28 Eylül, 2018

La vita e bella


life is beautiful. türkçesi hayat güzeldir 1997 yapımı italyan yapımı. üç dalda oscar'ı var. bunca zamandır izleme listemdeydi ama bir türlü fırsat bulamıyordum. sonunda dün fırsat buldum ama filmi tamamlayamadım. yarsını dün yarısını da bu sabah izledim. filmin ilk yarısı ve ikinci yarısı bambaşka iki film gibi. ikinci dünya savaşında toplama kampına düşen baba oğul hikayesi. savaş, nazi, toplama kampı deyince insanın aklına rahatsız edici filmler geliyor ama filmin görüntü olarak çok da rahatsız edici tarafı yok. oğluyla birlikte kampa düşen bir babanın, oğlunun olan biteni idrak etmemesi için insanüstü çabası anlatılıyor. guido'nun kendisi zaten hareketli, neşeli bir adam. olumsuzluğun en dip noktasında bile oğlu için pozitif ortam yaratmaya çaba gösteriyor. oğlunun oradan en az hasarla kurtulmasını amaçlıyor. nitekim başarılı da oluyor.
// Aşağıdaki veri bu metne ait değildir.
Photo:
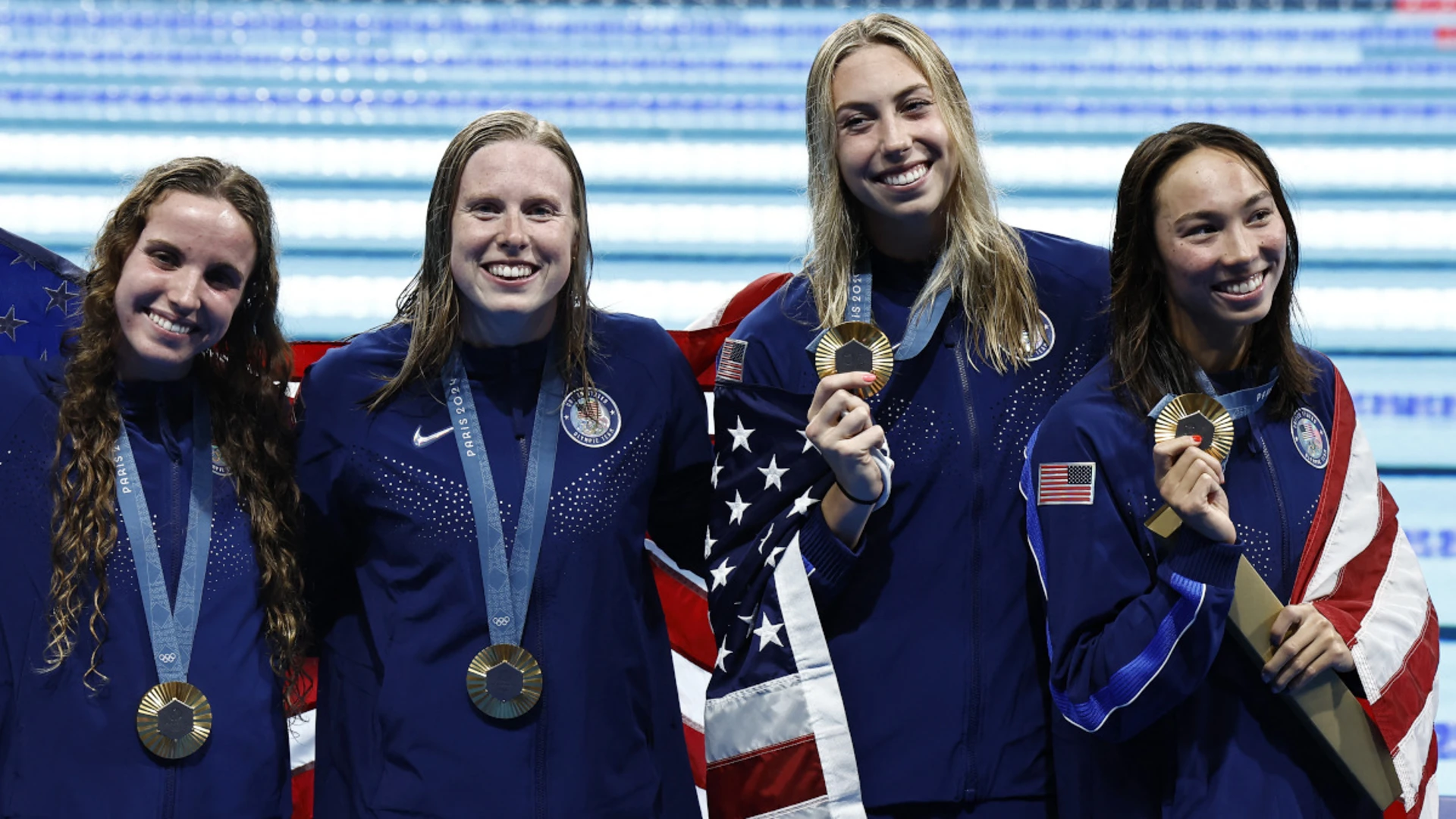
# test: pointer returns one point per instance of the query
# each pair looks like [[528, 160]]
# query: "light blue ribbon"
[[918, 331], [171, 626], [507, 579]]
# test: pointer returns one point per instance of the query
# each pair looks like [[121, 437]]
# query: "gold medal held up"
[[855, 347], [1190, 414], [504, 681], [174, 720]]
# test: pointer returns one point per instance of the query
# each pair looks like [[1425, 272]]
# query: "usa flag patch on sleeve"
[[1060, 484], [730, 360]]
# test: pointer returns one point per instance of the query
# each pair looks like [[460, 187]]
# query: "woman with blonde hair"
[[479, 475], [896, 623], [150, 605]]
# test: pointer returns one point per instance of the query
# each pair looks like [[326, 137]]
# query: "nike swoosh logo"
[[433, 438]]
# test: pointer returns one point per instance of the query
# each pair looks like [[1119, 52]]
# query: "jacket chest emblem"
[[1310, 438], [590, 417]]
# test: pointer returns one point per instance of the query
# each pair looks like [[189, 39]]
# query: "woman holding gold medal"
[[878, 639], [479, 475], [1210, 410], [150, 607]]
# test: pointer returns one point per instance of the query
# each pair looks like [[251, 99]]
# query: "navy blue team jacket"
[[935, 623], [402, 605], [1164, 713], [66, 751]]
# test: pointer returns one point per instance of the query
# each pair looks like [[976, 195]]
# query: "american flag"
[[730, 362], [38, 292], [1365, 577], [1065, 483]]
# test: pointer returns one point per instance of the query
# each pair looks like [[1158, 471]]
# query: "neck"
[[131, 369], [1216, 349], [481, 328], [910, 240]]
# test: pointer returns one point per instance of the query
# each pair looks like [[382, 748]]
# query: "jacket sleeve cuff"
[[829, 558], [1203, 560]]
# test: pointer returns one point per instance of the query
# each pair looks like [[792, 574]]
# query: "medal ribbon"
[[171, 626], [918, 331], [1241, 404], [507, 579]]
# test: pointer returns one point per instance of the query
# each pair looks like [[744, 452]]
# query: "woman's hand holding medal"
[[1191, 483], [840, 428]]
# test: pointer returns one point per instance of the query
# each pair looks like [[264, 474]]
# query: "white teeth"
[[1242, 287], [168, 325], [510, 270], [908, 177]]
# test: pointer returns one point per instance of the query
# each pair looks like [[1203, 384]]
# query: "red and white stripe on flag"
[[1362, 573], [1066, 483]]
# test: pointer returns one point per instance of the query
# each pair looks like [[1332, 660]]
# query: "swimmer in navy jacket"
[[386, 460], [878, 634], [1164, 713], [178, 322]]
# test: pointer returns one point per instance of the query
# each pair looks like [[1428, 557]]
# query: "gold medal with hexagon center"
[[174, 720], [504, 681], [855, 347]]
sağda solda çokça okudum. filmin çok da gerçekçi olmayan tarafları var. toplama kampında guido kadar rahat hareket edilemeyeceğini savaşı anlatan romanlarda, filmlerde, belgeseller gördük. o sahneler inandırıcılıktan uzaktı. ama bu, filmin insanın soktuğu psikolojiyi etkilemiyor. filmi izleyici hisssedebiliyor. ilk yarıda guido'nun hareketli yaşamı, sürekli konuşması beni biraz yorsa da ikinci yarıyla beraber film biraz daha duraksadı film. haliyle ben de biraz kafaca dinginleşmiş oldum.
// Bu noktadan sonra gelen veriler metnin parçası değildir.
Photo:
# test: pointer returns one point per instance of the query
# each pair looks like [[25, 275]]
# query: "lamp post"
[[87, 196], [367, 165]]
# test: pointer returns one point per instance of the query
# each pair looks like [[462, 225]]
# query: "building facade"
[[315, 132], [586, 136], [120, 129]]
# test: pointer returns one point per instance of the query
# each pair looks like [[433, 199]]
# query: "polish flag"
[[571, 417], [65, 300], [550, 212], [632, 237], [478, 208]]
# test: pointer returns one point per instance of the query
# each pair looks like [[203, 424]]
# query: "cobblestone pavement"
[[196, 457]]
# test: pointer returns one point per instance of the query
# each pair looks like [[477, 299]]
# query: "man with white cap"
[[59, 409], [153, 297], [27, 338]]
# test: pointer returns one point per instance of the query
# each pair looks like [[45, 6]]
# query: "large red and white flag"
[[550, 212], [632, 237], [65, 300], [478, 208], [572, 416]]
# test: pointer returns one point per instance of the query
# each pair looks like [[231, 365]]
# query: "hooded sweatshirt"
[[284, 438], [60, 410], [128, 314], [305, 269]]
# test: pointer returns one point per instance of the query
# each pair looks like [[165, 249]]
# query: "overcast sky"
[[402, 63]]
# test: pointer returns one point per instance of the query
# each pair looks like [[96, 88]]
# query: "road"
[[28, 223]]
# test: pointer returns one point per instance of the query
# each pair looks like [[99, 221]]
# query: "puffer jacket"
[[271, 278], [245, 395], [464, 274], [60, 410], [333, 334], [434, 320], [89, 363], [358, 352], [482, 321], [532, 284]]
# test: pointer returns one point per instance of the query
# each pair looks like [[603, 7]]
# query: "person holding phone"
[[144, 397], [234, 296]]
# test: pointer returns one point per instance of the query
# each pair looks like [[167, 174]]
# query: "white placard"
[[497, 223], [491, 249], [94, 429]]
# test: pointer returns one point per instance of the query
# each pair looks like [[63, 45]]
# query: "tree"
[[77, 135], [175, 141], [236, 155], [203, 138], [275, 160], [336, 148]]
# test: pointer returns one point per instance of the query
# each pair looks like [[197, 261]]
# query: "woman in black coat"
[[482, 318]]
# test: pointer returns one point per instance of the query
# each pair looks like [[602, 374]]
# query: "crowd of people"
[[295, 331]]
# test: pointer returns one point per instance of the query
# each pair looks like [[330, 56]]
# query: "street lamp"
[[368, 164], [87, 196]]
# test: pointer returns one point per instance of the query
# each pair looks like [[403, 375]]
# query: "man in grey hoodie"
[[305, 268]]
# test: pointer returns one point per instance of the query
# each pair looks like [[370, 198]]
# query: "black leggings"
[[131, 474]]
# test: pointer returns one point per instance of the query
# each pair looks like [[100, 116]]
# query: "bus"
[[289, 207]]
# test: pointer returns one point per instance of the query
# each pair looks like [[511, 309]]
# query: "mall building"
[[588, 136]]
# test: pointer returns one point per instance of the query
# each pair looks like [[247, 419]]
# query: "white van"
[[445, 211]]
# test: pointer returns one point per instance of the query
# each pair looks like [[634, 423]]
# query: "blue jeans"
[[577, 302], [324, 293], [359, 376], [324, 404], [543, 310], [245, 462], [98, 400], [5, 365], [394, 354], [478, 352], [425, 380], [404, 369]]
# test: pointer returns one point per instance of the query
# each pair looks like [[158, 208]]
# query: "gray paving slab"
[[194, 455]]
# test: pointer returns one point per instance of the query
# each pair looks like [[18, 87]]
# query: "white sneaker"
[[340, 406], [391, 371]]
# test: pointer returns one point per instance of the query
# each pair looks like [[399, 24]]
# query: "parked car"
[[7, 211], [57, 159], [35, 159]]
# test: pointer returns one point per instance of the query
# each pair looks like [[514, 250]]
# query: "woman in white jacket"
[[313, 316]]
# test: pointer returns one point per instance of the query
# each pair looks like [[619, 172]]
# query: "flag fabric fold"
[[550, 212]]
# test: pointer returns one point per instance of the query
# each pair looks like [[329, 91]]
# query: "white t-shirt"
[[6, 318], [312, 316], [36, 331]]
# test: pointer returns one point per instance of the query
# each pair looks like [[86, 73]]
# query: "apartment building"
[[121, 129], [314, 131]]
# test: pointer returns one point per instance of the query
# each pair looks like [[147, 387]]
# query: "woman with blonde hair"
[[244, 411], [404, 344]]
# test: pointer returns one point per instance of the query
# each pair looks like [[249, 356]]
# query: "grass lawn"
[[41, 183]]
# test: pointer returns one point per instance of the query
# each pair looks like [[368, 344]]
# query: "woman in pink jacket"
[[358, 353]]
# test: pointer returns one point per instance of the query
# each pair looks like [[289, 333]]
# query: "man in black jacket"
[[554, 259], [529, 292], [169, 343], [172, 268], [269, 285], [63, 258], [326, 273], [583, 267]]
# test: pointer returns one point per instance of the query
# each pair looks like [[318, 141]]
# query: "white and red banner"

ayrı bir paragraf anne için açmak lazım sanırım. guido ile kaçması. evlenmesi. daha sonra onun peşinden gitmesi o dönem için yapılacak onurlu davranışlardan bir tanesi. gözünü kırpmadan trene binmesi. bilinmezliğe hatta ölüme gitmesi, guido'ya aşkı kadar onurlu bir kadın.